An overview presentation on Community empowerment for fisheries co-management dealt with a generic model of community empowerment from a practitioners' point of view as well as a review of experiences gained from level interventions. Empowerment of fishing communities means enabling resource poor, marginalised, isolated and unexposed groups to enhance their capacities in order to cope with changes, undertake economic and social development, ensure greater community cohesion, perceive mutual interests in sustaining fisheries resources and regulate fishing.

Since empowerment is a process, and grows over time and in different but mutually reinforcing dimensions, it needs to be fostered through holistic approach.
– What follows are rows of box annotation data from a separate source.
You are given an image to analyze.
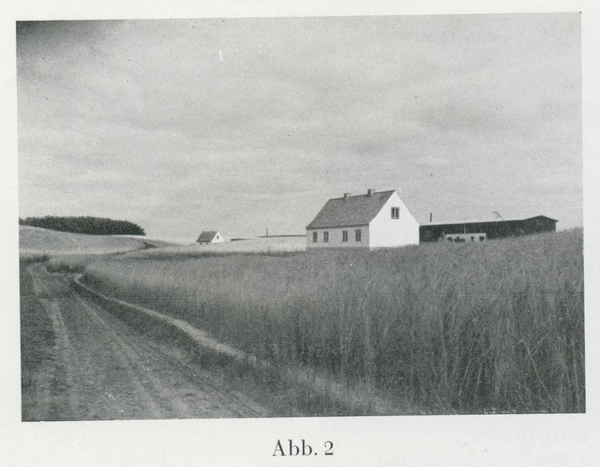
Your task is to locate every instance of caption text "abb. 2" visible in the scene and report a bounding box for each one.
[273,439,333,457]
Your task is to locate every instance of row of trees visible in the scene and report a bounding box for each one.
[19,216,146,235]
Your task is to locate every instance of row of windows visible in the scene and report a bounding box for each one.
[313,229,362,243]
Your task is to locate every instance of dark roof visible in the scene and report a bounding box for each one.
[419,216,558,242]
[196,230,218,243]
[306,190,395,229]
[421,215,558,227]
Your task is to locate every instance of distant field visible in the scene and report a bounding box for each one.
[19,225,173,258]
[115,236,306,259]
[76,229,585,414]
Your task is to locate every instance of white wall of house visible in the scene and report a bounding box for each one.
[306,225,369,248]
[369,192,419,248]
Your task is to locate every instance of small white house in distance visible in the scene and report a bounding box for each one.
[196,230,225,244]
[306,190,419,249]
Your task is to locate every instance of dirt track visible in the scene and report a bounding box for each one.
[21,263,268,421]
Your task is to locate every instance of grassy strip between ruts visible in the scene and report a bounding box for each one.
[72,229,585,415]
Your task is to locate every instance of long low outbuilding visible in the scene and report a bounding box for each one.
[419,216,558,243]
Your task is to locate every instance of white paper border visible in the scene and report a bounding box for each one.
[0,0,600,466]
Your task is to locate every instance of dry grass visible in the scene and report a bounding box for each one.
[19,225,154,258]
[78,229,585,413]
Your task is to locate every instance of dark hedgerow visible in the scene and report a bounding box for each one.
[19,216,146,235]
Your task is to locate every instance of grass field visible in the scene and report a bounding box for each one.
[74,229,585,413]
[19,225,176,260]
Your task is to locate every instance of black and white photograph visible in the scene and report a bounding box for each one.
[1,1,600,465]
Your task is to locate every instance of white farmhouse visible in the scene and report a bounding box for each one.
[196,230,225,244]
[306,190,419,248]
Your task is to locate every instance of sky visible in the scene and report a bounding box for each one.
[17,13,583,242]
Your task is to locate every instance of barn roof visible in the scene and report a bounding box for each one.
[420,215,558,228]
[306,190,395,229]
[196,230,219,243]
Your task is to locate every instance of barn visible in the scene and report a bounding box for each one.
[419,216,558,243]
[196,230,225,244]
[306,189,419,249]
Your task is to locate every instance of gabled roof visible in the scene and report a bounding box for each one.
[196,230,219,243]
[306,190,395,229]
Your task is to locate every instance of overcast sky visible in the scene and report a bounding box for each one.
[17,14,583,241]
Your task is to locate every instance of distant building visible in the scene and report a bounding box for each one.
[306,189,419,249]
[419,216,558,243]
[196,230,225,244]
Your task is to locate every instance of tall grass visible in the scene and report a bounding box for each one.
[84,229,585,413]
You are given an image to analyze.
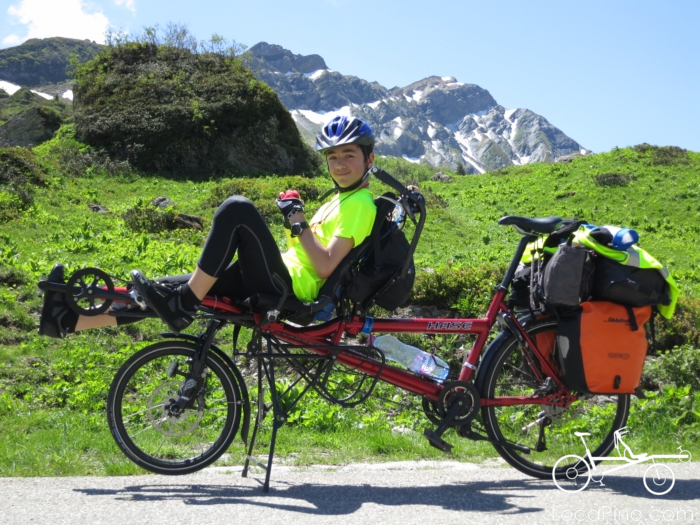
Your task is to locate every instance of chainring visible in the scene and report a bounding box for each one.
[66,268,114,317]
[437,381,481,427]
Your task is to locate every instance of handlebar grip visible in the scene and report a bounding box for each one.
[369,166,410,195]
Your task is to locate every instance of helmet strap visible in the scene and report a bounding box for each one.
[318,168,370,201]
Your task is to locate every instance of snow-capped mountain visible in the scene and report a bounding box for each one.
[249,42,587,173]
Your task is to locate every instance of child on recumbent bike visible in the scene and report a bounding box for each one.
[39,117,376,338]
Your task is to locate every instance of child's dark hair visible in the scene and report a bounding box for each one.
[360,144,374,162]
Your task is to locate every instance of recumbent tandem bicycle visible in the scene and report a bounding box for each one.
[39,168,630,491]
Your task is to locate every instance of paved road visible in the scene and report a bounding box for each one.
[0,462,700,525]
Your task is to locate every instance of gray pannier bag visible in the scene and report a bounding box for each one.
[541,239,595,308]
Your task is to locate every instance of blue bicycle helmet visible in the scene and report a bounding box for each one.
[316,117,374,153]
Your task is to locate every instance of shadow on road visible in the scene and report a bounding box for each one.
[75,476,700,515]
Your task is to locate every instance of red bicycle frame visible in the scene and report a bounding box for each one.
[202,287,575,407]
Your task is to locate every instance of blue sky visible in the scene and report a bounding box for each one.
[0,0,700,152]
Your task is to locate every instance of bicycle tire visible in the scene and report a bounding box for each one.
[643,463,676,496]
[107,341,241,475]
[478,319,630,479]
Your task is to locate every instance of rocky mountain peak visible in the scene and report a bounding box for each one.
[248,42,328,74]
[243,42,586,173]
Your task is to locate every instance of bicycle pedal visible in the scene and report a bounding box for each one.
[423,428,452,454]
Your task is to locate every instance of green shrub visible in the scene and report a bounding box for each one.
[206,176,324,222]
[593,173,637,186]
[0,266,29,286]
[642,345,700,392]
[654,296,700,350]
[0,147,44,222]
[74,27,320,174]
[409,265,506,317]
[122,201,176,233]
[632,143,690,166]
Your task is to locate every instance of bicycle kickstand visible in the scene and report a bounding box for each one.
[241,339,286,492]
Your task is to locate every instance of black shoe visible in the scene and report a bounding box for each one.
[131,270,196,334]
[39,263,78,339]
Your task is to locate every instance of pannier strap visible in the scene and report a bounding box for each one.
[627,279,671,306]
[625,306,639,332]
[498,215,563,233]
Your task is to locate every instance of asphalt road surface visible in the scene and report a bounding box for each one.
[0,461,700,525]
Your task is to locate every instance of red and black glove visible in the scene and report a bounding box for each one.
[275,190,304,230]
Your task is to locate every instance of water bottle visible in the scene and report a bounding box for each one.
[370,335,450,382]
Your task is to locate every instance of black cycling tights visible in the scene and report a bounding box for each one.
[161,196,294,300]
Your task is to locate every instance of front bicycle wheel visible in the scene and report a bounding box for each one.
[479,319,630,479]
[107,341,241,475]
[644,463,676,496]
[552,454,591,492]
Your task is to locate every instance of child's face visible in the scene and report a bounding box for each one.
[326,144,374,188]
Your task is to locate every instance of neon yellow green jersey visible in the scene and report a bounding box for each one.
[282,188,377,301]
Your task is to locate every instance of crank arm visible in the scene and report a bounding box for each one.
[457,425,531,454]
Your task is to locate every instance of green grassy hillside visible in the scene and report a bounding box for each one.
[0,139,700,475]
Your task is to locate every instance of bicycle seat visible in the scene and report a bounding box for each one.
[498,215,563,233]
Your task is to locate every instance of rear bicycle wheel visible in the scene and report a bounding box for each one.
[107,341,241,475]
[479,319,630,479]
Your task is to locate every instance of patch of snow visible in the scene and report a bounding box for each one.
[469,107,493,120]
[31,89,53,100]
[291,106,350,126]
[304,69,333,80]
[0,80,22,95]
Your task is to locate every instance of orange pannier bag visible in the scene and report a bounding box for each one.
[557,301,651,394]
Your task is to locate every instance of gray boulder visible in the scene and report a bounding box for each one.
[0,107,63,148]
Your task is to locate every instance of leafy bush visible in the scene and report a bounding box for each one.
[654,296,700,350]
[0,147,44,222]
[122,199,203,233]
[410,265,506,317]
[642,345,700,392]
[0,266,29,286]
[48,124,131,177]
[74,26,320,174]
[206,176,323,222]
[593,173,637,186]
[632,143,690,166]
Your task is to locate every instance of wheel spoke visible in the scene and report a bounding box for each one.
[481,320,629,479]
[108,342,240,473]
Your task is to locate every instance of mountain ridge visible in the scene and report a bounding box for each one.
[248,42,589,173]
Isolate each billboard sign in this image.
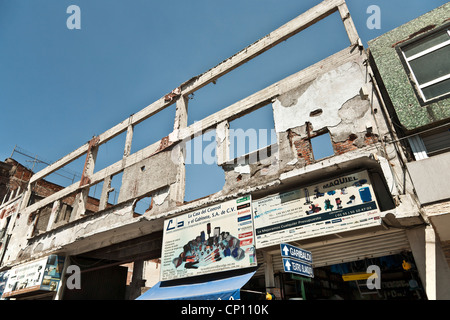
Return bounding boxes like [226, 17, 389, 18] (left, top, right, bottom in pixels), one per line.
[280, 243, 312, 264]
[2, 255, 64, 298]
[252, 171, 381, 248]
[283, 258, 314, 278]
[160, 195, 256, 281]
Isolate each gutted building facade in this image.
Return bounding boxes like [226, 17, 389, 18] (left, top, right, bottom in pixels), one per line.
[0, 0, 448, 299]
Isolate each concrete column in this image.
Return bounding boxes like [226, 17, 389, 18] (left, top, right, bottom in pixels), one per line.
[263, 252, 275, 292]
[425, 226, 436, 300]
[128, 260, 145, 300]
[46, 200, 61, 231]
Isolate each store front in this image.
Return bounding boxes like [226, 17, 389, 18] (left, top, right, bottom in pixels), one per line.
[2, 255, 65, 300]
[270, 253, 426, 300]
[247, 229, 427, 300]
[136, 171, 426, 300]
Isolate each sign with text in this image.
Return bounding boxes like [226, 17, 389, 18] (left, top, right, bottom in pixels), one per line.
[252, 171, 381, 248]
[2, 255, 65, 298]
[160, 195, 256, 281]
[283, 258, 314, 278]
[280, 243, 312, 264]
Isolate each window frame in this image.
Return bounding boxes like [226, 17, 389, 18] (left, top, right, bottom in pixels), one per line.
[396, 23, 450, 106]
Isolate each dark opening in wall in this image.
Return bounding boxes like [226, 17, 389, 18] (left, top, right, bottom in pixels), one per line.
[311, 132, 334, 161]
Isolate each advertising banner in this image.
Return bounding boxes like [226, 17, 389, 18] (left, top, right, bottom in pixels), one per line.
[2, 255, 64, 298]
[252, 171, 381, 248]
[160, 196, 256, 281]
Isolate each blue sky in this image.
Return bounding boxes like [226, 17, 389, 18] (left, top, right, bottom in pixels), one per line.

Community issues and action areas such as gender inclusiveness, additional and alternative income generation, primary health care and sanitation, nutrition, elementary education, disaster preparedness, legal literacy, confidence building and visioning all need to be addressed in addition to those of conservation and fisheries resources sustainability.

Community empowerment is encouraged through networking of local organizations at village, district, provincial, regional and national levels. The empowerment process needs to draw energy both from "outside" and "inside" sources. Outside agencies may serve a catalytic role, promoting an enabling environment by facilitating policy, legal and institutional reforms, for example. But empowerment depends essentially on energies generated from within the community, through self-help projects and other stakeholder initiatives that both reflect and reinforce a sense of unity and common purpose.